研究課題/領域番号 |
16K02424
|
研究機関 | フェリス女学院大学 |
研究代表者 |
吉田 弥生 フェリス女学院大学, 文学部, 教授 (00389876)
|
研究期間 (年度) |
2016-04-01 – 2019-03-31
|
キーワード | 日本文学 / 近世文学 / 歌舞伎 / 芸能史 / 演劇学 |
研究実績の概要 |
平成29年度は、黙阿弥が手がけた作品のなかでも多くを占め、明らかに講談から素材を得て書いたと思われる、およそ80作品の再調査を行うことを目標とした。いくつか作品をとりあげての考察もそこでは行うべきと考えて、「雲霧仁左衛門」をとりあげた作品に着手した。
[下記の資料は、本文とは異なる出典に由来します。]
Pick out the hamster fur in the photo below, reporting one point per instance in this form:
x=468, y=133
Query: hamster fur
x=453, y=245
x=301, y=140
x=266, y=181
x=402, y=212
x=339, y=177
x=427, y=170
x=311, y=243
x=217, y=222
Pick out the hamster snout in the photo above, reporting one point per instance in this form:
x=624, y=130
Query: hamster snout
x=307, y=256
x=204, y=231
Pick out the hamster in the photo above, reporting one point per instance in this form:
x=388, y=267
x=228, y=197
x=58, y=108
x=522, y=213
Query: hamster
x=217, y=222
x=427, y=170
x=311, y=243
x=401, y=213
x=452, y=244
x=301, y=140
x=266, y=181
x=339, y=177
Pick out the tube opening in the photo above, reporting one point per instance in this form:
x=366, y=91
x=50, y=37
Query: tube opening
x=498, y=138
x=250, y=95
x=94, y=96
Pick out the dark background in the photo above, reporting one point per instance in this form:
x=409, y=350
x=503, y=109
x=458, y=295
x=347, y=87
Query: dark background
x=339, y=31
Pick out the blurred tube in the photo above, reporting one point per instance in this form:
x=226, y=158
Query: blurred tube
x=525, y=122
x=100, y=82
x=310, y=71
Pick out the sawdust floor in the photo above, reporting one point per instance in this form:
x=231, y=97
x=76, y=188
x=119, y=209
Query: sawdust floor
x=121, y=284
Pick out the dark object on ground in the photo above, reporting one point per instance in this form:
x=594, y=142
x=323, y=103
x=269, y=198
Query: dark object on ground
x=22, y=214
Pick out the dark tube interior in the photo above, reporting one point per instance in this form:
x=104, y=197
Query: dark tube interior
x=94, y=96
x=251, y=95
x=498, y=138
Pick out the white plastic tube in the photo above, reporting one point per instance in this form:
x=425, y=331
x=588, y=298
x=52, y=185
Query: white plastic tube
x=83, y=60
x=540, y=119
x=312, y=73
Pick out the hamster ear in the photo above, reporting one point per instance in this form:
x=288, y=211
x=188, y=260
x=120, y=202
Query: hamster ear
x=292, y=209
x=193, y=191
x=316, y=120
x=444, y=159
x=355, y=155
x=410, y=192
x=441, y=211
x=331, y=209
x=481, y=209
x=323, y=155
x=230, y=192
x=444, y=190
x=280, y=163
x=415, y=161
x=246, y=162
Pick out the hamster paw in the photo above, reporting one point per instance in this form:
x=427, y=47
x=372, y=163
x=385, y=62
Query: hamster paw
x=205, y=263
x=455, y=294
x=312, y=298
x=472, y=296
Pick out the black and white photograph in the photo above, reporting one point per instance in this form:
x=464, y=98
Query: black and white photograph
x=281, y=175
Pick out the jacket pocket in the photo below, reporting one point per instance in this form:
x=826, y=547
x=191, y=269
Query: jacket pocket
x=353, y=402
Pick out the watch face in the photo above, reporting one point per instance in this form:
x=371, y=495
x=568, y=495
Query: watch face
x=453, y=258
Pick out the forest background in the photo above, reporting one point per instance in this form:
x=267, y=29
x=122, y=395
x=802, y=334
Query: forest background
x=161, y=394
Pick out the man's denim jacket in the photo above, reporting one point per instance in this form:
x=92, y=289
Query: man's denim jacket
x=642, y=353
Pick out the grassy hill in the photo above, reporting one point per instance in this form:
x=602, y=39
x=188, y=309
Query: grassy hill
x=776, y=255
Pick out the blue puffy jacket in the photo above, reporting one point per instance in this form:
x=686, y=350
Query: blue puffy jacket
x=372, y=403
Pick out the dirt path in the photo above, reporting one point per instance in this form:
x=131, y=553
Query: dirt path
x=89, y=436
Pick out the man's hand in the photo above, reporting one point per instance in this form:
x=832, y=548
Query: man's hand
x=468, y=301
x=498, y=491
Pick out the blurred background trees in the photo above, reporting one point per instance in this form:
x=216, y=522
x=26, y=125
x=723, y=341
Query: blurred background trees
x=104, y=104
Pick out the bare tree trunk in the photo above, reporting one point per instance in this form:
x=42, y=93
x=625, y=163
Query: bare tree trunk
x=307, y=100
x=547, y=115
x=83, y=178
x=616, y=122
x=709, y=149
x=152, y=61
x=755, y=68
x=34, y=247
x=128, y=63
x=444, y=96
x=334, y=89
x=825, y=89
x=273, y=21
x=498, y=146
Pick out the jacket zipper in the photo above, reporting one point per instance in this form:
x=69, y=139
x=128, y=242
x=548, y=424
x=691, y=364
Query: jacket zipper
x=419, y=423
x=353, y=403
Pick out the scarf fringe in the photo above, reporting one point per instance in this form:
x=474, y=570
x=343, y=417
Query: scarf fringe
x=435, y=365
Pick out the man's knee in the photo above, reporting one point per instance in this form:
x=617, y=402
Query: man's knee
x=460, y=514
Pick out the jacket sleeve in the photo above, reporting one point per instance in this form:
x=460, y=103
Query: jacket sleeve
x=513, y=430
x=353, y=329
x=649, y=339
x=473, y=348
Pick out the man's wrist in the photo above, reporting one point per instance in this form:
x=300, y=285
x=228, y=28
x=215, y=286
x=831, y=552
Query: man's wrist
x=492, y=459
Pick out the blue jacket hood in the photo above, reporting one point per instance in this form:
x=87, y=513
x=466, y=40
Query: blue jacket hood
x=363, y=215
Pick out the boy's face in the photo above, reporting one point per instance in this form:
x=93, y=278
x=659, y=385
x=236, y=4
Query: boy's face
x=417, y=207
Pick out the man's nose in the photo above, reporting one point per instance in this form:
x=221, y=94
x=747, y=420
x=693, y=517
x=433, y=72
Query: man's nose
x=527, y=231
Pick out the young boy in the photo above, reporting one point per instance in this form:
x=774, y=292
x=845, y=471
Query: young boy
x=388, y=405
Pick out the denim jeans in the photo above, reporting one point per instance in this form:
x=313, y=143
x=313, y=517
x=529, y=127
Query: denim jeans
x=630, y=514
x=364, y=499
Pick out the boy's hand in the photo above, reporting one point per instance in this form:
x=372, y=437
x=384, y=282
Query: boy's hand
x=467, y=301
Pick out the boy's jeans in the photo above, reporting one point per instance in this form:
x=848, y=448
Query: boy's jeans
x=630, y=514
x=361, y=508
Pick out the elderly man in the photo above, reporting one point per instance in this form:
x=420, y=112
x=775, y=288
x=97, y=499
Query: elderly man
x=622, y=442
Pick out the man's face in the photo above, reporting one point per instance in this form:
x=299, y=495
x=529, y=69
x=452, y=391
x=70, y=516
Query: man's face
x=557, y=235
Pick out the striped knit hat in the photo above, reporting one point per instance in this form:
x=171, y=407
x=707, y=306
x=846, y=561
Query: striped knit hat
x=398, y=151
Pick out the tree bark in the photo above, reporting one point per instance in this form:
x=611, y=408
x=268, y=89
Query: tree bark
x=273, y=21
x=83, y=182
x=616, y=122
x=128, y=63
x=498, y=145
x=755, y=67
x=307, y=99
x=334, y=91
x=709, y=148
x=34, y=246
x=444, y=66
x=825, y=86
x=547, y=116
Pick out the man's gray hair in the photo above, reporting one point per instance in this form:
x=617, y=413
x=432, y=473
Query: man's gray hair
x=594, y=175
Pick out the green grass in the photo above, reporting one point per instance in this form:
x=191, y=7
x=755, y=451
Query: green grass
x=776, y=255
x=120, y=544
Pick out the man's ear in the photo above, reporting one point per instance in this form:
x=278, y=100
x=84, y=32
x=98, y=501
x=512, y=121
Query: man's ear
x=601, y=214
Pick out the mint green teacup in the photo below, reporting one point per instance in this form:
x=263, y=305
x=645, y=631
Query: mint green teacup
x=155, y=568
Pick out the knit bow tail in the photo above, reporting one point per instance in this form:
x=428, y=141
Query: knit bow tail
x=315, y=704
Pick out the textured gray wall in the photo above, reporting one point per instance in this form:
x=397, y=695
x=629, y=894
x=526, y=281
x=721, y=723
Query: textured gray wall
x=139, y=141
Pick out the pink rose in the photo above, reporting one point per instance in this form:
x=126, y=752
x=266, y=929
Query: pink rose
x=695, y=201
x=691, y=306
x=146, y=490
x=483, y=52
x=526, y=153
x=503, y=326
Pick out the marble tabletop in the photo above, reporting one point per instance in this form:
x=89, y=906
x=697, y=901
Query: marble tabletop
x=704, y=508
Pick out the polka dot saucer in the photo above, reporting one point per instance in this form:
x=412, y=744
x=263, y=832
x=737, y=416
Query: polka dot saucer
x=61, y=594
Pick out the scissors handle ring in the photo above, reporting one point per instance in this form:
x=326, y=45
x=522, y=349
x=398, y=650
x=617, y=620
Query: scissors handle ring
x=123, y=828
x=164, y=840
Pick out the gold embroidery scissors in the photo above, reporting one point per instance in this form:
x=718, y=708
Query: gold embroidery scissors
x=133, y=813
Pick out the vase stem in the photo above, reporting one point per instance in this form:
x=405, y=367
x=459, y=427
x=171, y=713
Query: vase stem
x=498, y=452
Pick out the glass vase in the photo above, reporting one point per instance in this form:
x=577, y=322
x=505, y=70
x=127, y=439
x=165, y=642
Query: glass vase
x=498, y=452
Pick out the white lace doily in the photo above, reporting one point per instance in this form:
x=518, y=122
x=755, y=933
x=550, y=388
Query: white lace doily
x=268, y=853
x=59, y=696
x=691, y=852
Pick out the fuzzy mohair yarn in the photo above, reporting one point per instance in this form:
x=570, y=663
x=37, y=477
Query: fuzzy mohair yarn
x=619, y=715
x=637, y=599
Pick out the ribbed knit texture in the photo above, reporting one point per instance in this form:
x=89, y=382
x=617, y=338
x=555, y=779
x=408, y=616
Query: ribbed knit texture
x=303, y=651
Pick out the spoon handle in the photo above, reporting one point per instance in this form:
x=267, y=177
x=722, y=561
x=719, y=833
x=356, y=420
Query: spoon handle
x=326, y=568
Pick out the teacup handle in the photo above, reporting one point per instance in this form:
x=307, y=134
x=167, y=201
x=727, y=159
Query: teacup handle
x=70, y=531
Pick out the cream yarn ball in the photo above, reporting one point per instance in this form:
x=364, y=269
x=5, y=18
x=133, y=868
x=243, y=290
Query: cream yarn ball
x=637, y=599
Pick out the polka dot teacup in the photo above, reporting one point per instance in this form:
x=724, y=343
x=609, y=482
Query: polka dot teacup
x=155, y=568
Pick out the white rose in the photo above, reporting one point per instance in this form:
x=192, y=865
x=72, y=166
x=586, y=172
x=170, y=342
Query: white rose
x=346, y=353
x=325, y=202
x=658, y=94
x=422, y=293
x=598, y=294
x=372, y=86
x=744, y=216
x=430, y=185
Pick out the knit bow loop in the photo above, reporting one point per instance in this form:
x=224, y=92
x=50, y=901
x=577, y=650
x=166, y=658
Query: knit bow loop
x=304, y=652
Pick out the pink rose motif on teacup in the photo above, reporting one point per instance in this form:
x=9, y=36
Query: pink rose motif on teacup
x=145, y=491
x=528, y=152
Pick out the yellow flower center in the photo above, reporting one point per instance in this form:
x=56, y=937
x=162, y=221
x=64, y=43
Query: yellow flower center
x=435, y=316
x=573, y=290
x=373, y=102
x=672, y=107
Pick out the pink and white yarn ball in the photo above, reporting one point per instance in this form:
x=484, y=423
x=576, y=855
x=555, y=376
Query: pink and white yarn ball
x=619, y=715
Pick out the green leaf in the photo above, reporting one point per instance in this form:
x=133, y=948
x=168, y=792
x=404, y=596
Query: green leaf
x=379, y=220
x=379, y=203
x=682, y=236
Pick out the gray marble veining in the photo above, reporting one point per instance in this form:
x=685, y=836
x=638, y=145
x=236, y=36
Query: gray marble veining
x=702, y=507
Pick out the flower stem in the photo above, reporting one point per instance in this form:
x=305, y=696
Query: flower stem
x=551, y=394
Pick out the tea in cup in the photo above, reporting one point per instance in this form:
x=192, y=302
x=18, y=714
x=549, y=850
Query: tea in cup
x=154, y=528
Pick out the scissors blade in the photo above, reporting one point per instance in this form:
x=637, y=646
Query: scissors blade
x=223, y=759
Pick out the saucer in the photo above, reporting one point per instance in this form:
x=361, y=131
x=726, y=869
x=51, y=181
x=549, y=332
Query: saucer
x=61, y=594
成果としては、目標とした講談作品の再調査とは別に、幕末の歌舞伎評判記を調査し、黙阿弥と四代目市川小團次、および九代目市川團十郎との作品を通じた関わりを再検討し、主として九代目團十郎と「新歌舞伎十八番」の制作、リアリティの志向が向かわせた方向等を広くとらえた試論をまとめた。具体的には「奥から表へ -女歌舞伎の種・芽・蕾―」(『玉藻』第52号、2018年3月、フェリス女学院大学国文学会)中の「二 芽―明治期に活躍した女役者」において、明治期に活躍した女役者・市川九女八を九代目團十郎がその門下としたことに含まれる意味を考察した。九代目團十郎は、明治に入りまもなく市村座の座頭を相続すると「新十八番」活動をはじめ、黙阿弥はそれへ作品を提供する関係を持ったが、その後は史実に近い内容を目指す「活歴物」の創造に応じたこと、そのリアリティ追究の延長線上に、女役者・九女八の指導があったこと、結果として黙阿弥の作品の提供が契機として含まれることが推測できた。論のベースとしては女歌舞伎の発芽から近代の展開を考察するものであったが、近世から近代への変動期の歌舞伎と黙阿弥の関与をみることとなった。さらには、研究史データの整理を進めるとともに、成果公開の構想を固めた。
|
現在までの達成度 (区分) |
現在までの達成度 (区分)
2: おおむね順調に進展している
理由
一つは、黙阿弥作品が書かれた状況を見据える、という視野を重視し、作品成立と関わりが考えられる素材の収集に努めたこと。もう一つは作劇の変質を余儀なくさせられた事象を改めて考え直したこと。これらを行うことで、成果をまとめる方針が見えたことがその理由といえる。結果として今日まで黙阿弥作品に固定的なイメージとなってきた「白浪作者」「七五調を用いた世話物」「近代の荒波と闘った最後の江戸作者」に限らない新たなイメージが添加しうる見方、そうした見方を支えうる研究業績の集積、その双方による「再構築」という目標達成につながっているかとみて、判断した。
|
今後の研究の推進方策 |
細部から「再構築」をし直す予定で始めた研究だったが、これまでの研究成果にも頼りながら、上演頻度の高い作品や現代歌舞伎のレパートリーとなっている作品ばかりに研究が偏り、そのために見えてこなかった部分、つまり既成研究の「欠け」を見出し、そこを埋める方針にシフトすることとした。内容的には、黙阿弥作品の素材論や作劇環境の再考などであるが、今後においては公開性を念頭におき、情報の整理とスタート2か年で考察を進めてきたものをまとめる準備に入りたい。出版の準備とともに、明治150年とも関連させた黙阿弥に関わる国立劇場所蔵の資料を整理、展示監修を行う予定もあり、複数の方法で成果発信する。
|
次年度使用額が生じた理由 |
家庭の事情(家族の病気)により予定していた出張旅費を使用しなかったため。また、当初予定していたデータベース作成に関わる人件費が未使用だったため。